One of the most remarkable brute facts of history is the coming into existence of the Christian church. What was it that caused a group of uneducated Jewish people to believe something as bizarre as that their humiliated and executed leader had after three days been raised bodily from the dead and was now to be worshipped as Lord of the whole cosmos? And how was it that so many thousands from all over the Roman world, both Jews and Gentiles, came to believe this message so rapidly, and to live transformed, counter-cultural lives, even in the face of strong opposition?
The Book of Acts in the Bible records this triumph of the Gospel. It finishes with what may seem an anticlimax, with the great apostle Paul under house arrest in Rome. But in fact this is the climax of the book. Paul had previous been accused of "acting against the decrees of Caesar, saying there is another king, Jesus" (Acts 17:7, ESV), but in the final verse of the book we read of Paul, in Caesar's own city, "proclaiming the kingdom of God and teaching about the Lord Jesus Christ with all boldness and without hindrance" (Acts 28:31, ESV). What a victory!
Two other verses in the book say something very similar, and, coming at key turning points in the narrative, they give us some clues to the overall shape of the book.
The first of these is Acts 12:24: "But the word of God increased and multiplied" (ESV). This comes immediately before a lengthy section on Paul's missionary journeys, and closes a lengthy section on the spread of the Gospel through "Jerusalem and in all Judea and Samaria, and to the ends of the earth" (Acts 1:8), with Stephen's pre-martyrdom speech in Acts 7 at the centre.
The second of these verses is Acts 19:20: "So the word of the Lord continued to increase and prevail mightily" (ESV).
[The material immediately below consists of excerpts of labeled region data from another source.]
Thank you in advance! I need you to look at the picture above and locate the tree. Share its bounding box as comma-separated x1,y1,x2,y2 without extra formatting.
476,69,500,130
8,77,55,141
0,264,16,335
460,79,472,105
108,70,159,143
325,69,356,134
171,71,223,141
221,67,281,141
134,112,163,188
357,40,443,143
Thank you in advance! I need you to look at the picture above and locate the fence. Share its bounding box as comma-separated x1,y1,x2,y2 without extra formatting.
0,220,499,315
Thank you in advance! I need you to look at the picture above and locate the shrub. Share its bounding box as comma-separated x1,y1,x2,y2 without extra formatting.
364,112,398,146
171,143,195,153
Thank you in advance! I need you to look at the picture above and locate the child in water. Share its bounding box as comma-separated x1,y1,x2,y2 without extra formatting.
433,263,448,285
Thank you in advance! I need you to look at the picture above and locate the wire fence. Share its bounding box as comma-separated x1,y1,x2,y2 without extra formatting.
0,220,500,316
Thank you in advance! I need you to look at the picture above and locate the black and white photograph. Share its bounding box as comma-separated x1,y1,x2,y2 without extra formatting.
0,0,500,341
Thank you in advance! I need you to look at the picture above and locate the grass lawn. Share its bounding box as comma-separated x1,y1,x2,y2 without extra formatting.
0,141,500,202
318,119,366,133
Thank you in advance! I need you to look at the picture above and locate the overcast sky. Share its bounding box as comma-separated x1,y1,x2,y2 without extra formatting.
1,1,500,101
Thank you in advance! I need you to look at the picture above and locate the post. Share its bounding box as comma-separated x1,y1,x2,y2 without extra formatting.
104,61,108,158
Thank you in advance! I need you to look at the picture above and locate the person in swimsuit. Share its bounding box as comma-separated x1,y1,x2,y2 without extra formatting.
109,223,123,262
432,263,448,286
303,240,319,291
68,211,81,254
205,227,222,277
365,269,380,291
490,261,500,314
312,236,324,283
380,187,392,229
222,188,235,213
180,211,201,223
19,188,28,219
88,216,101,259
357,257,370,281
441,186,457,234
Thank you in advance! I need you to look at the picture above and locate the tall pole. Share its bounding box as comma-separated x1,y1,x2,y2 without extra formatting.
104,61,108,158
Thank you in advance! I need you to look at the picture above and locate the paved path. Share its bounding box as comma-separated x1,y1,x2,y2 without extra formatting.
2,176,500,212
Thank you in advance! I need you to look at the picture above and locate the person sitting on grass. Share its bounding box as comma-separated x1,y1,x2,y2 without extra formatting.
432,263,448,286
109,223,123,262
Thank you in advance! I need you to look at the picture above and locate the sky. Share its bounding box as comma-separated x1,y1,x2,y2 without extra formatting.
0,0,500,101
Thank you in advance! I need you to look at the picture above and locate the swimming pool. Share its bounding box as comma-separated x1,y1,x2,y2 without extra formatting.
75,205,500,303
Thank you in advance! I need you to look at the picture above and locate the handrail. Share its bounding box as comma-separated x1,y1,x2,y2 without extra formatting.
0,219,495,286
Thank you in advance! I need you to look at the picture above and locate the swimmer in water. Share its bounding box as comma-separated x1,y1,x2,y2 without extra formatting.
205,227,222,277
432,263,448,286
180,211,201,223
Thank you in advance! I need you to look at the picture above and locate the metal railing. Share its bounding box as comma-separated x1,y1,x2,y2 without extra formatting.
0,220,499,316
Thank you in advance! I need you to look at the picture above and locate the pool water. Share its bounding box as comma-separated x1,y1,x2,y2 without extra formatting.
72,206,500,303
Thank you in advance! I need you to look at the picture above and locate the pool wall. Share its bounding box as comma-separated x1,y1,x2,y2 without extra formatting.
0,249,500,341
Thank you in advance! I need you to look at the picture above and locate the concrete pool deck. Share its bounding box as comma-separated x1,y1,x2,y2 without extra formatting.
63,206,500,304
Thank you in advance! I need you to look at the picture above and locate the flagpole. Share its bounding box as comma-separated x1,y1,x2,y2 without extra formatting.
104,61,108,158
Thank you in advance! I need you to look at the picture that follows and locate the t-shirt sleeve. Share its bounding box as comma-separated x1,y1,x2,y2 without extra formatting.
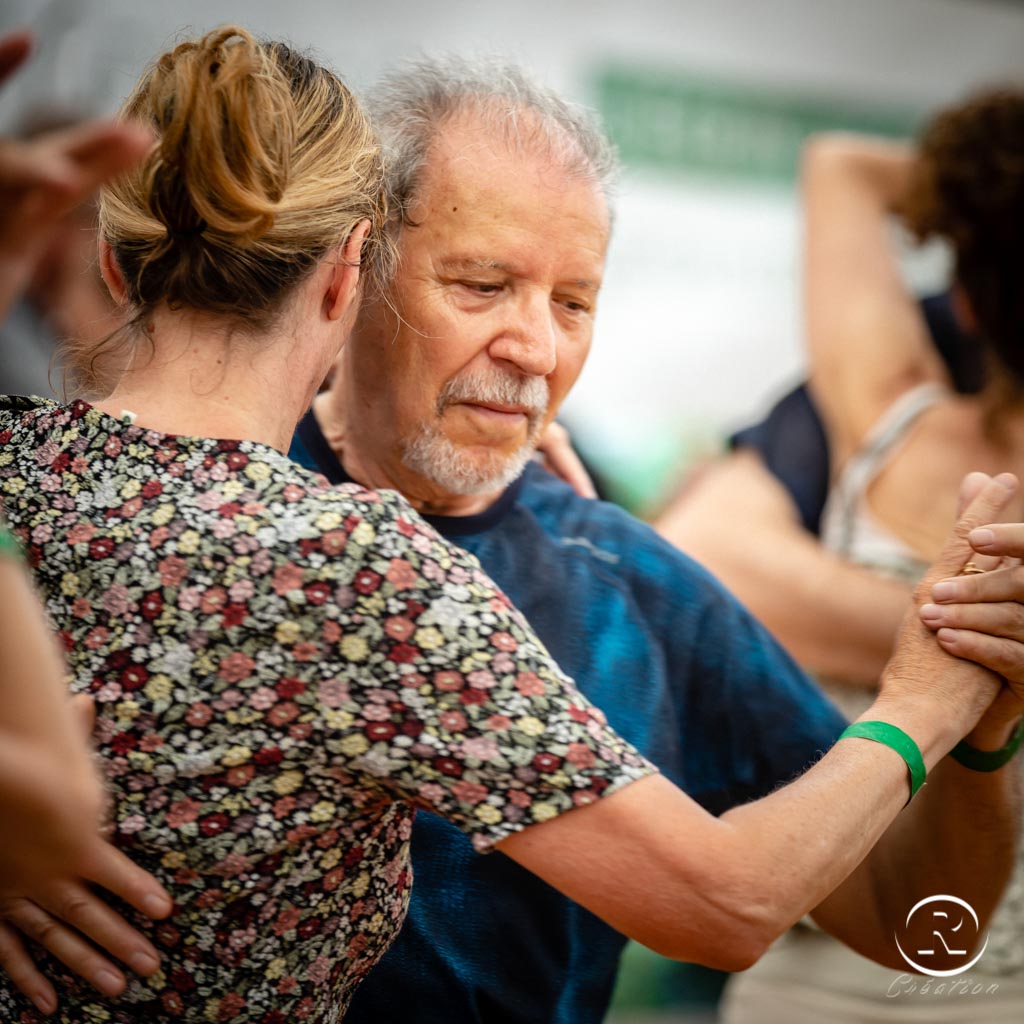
305,495,656,850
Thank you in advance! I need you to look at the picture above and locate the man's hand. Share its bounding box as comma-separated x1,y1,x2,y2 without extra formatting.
0,836,173,1014
882,473,1024,739
921,523,1024,715
0,32,153,316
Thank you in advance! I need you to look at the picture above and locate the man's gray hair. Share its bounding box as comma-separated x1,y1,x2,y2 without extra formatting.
368,56,618,235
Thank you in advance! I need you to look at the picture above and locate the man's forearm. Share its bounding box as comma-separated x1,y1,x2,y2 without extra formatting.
814,737,1021,970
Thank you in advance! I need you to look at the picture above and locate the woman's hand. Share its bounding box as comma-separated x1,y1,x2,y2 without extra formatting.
0,836,173,1014
537,421,597,498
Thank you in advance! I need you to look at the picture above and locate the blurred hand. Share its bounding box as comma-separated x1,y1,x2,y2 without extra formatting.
537,421,597,498
0,32,153,317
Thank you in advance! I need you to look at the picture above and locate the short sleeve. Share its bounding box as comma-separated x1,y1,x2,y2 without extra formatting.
303,485,655,850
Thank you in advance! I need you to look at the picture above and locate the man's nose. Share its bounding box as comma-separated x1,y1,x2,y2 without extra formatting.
489,297,558,377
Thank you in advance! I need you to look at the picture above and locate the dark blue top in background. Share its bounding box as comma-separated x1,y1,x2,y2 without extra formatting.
291,414,845,1024
730,292,985,534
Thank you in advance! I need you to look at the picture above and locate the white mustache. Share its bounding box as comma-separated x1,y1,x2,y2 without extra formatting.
437,372,550,420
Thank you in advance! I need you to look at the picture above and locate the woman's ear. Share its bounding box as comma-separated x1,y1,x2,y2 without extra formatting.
325,220,370,319
97,234,128,306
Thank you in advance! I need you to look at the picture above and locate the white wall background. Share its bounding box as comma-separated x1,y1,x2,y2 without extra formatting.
0,0,1024,503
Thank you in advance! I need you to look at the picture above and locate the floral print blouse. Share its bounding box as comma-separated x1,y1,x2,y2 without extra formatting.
0,398,653,1024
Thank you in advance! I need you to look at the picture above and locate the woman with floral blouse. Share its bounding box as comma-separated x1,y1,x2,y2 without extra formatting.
0,19,1012,1024
0,29,651,1022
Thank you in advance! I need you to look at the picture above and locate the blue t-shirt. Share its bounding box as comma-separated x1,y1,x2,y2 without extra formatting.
290,414,846,1024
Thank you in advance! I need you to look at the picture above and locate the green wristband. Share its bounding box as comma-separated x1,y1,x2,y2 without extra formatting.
0,526,23,561
949,718,1024,771
839,722,927,804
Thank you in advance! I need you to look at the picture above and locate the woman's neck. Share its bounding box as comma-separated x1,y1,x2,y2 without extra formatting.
95,310,318,452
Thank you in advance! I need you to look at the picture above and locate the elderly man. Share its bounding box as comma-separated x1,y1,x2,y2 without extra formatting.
280,63,1024,1024
8,54,1024,1024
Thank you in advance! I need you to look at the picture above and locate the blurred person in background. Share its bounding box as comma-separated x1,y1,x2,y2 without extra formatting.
278,60,1024,1024
0,22,170,983
6,29,1024,1024
658,88,1024,1024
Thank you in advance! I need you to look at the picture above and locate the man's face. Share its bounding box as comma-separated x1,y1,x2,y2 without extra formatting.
353,119,608,494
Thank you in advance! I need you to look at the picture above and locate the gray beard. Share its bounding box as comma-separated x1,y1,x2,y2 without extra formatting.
402,371,549,495
401,425,537,495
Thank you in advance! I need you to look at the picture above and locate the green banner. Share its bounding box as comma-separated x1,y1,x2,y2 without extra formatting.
597,65,922,183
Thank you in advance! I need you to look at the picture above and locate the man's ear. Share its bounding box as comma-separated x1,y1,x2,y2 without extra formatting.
325,220,370,319
949,282,978,334
97,236,128,306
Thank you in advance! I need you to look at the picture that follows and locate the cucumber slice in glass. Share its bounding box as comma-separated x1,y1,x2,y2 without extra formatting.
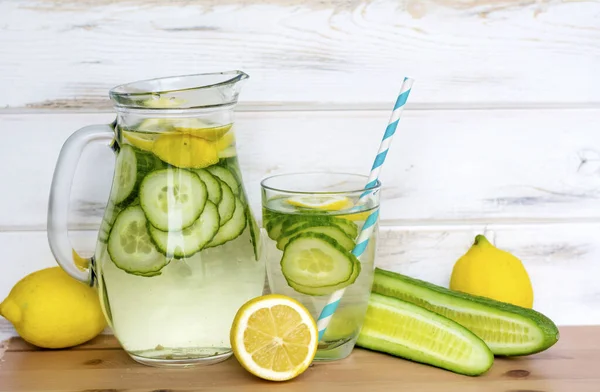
207,165,240,196
356,293,494,376
277,225,355,251
281,232,359,287
206,197,246,248
140,169,208,231
287,260,362,297
194,169,223,206
372,268,559,356
107,206,169,276
148,200,220,259
218,179,235,226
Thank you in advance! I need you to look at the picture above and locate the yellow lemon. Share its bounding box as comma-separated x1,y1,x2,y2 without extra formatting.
152,133,219,169
287,195,353,211
450,235,533,308
0,267,106,349
123,131,158,151
230,294,319,381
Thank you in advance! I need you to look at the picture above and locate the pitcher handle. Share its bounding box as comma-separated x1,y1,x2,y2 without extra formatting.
47,124,115,285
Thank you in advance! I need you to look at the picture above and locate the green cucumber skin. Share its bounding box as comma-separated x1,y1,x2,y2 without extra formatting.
372,268,560,357
356,293,494,376
279,231,360,287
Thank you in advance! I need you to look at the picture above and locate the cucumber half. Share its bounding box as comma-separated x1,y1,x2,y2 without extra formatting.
281,232,360,288
107,206,170,276
140,169,208,231
356,293,494,376
372,268,559,356
148,201,220,259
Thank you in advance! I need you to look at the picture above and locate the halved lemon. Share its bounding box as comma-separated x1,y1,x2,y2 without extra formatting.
152,133,219,169
287,195,354,211
230,294,319,381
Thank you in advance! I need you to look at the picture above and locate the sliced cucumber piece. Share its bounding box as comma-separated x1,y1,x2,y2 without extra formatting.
107,206,170,276
140,168,208,231
287,261,362,296
277,225,355,251
194,169,223,206
372,268,559,356
207,165,240,196
246,205,262,261
217,179,235,226
281,232,358,287
110,144,158,205
266,216,287,240
332,218,358,240
357,294,494,376
148,200,220,259
206,197,246,248
217,146,237,159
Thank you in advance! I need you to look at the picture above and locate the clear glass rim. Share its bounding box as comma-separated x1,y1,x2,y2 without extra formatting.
260,171,381,195
109,70,250,98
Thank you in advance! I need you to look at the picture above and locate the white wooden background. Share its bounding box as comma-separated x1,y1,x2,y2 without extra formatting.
0,0,600,340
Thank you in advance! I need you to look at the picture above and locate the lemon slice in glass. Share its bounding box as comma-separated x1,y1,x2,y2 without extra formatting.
287,195,354,211
230,294,319,381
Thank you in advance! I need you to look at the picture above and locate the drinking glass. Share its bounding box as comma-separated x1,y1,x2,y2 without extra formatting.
261,172,381,361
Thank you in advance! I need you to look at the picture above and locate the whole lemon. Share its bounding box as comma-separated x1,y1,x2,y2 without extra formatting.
0,267,106,348
450,235,533,308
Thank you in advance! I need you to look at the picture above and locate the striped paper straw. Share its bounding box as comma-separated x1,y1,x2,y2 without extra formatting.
317,78,414,340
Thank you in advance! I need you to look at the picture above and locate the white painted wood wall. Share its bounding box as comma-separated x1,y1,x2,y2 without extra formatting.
0,0,600,338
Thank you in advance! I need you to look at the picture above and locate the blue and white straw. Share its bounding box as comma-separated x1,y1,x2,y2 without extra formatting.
317,78,414,340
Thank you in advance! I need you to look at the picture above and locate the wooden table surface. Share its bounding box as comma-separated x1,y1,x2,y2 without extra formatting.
0,326,600,392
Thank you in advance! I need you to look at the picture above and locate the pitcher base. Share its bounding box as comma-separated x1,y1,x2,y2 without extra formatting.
128,348,233,368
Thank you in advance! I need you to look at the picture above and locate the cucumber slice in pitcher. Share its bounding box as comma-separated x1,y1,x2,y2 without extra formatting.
194,169,223,206
277,225,355,252
110,144,158,206
217,178,235,226
107,206,169,276
372,268,559,356
148,200,220,259
281,232,359,287
206,197,246,248
356,293,494,376
206,165,240,196
140,168,208,231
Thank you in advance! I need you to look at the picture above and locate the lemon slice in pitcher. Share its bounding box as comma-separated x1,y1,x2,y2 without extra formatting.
123,131,158,151
230,294,319,381
152,133,219,169
287,195,354,211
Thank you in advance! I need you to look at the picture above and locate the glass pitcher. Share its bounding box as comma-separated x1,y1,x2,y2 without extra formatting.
48,71,265,366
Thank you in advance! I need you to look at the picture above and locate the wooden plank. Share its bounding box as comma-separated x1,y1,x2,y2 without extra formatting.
0,109,600,230
0,222,600,330
0,327,600,392
0,0,600,110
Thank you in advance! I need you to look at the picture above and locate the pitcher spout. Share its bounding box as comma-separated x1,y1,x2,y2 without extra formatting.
109,70,249,110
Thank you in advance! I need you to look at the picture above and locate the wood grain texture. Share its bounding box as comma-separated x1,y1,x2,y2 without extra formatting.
0,326,600,392
0,109,600,230
0,0,600,110
0,222,600,330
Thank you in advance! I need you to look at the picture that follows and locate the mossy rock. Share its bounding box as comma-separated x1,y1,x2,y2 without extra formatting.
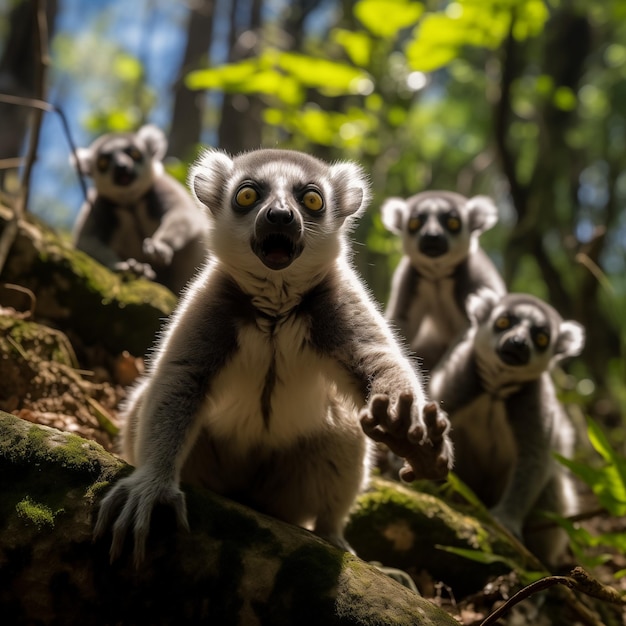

This rounds off the account of Paul's missionary journeys, which has at its centre the Jerusalem council of Acts 15, and leads us immediately to Paul's journey to Jerusalem and Rome, hinging on Acts 23:11: "The following night the Lord stood by him and said, 'Take courage, for as you have testified to the facts about me in Jerusalem, so you must testify also in Rome'" (ESV).
That Gospel that was proclaimed then is the same Gospel that is continuing to spread and triumph today, in China, Africa, South America and throughout the world.